Spreading the word about our businesses is crucial. Recently, there has been a lot of press highlighting black-owned brands, which has given us new levels of attention. Publicity is important as it can also provide us with the opportunity to connect with people that might be willing to partner with us and/or help us grow our businesses.
What do you envision as X of Pentacles' future impact on the fashion industry?
I think the most important part is contributing to the conversation about revisiting the roots of luxury, especially in terms of menswear. If women can know the difference between a Coach bag and a Birkin, men should know the difference between a custom and a bespoke suit. The luxury landscape has been mostly driven by streetwear for many years now. Names or hype have become value propositions for what is deemed to be luxurious.
I see X of Pentacles helping to educate, but also swing the pendulum back to the core principles of craftsmanship, on which many luxury brands were founded. Sharing knowledge and shaping what defines luxury for menswear is where I see us making a contribution. There is a reason we diverge from crazy linings, multicolored buttonholes, monograms, and other eccentricities riddled among many suit options for men these days; they distract from the quality, or lack thereof, of the garments. We choose to keep our suiting details subtle to allow our garments to do the talking for us.

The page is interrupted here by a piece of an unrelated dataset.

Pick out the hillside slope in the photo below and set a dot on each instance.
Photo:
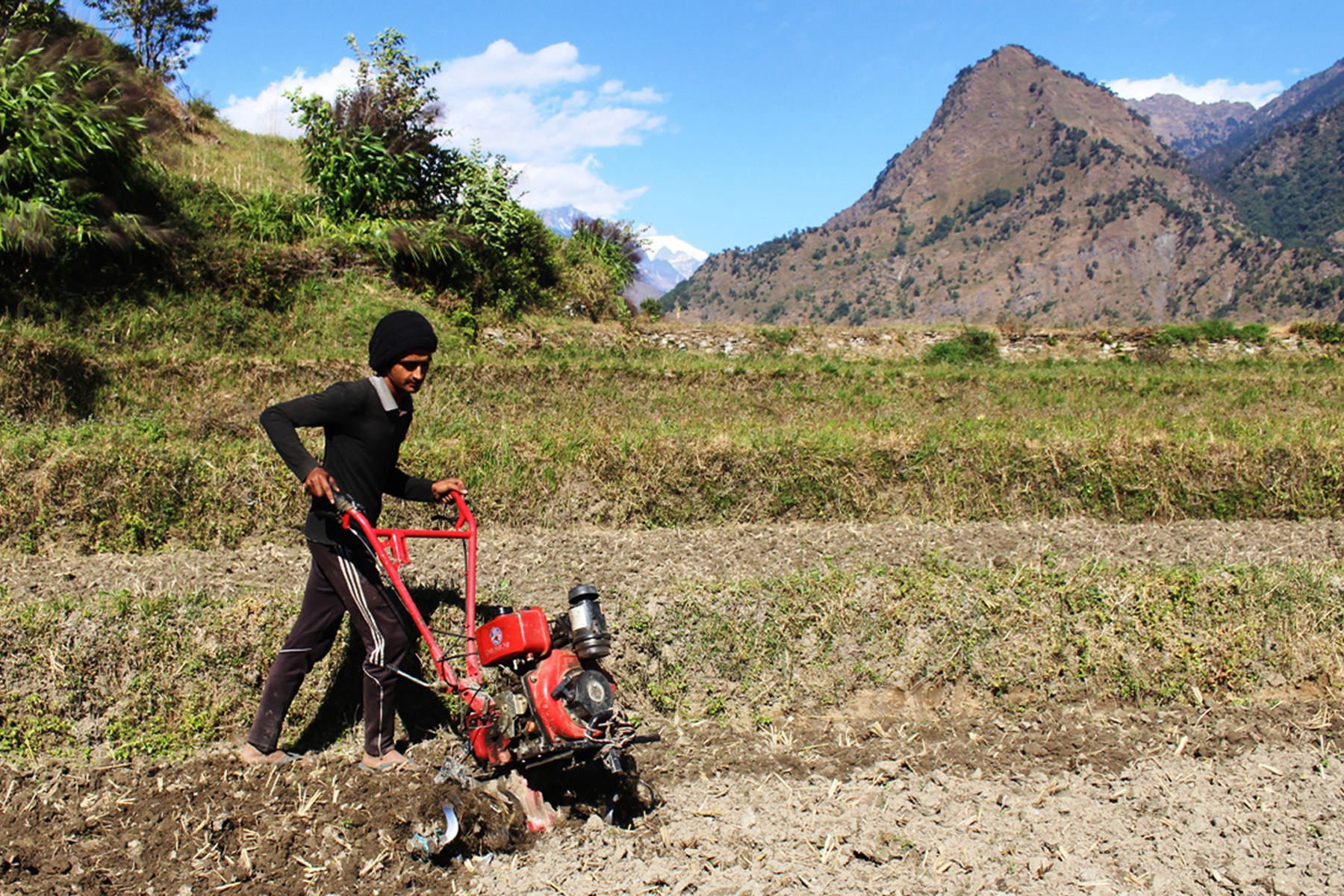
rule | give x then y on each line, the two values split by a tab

There is an Italian word called "sprezzatura," for example, that often gets misinterpreted in menswear. Many mistake it for "peacocking," or being flashy. The original intent behind sprezz' is a display of nonchalance and effortless style that is subtle and non-contrived. We would like to push that philosophy here in the United States - that tailored clothing doesn't have to be boring, but it also doesn't have to be over-the-top.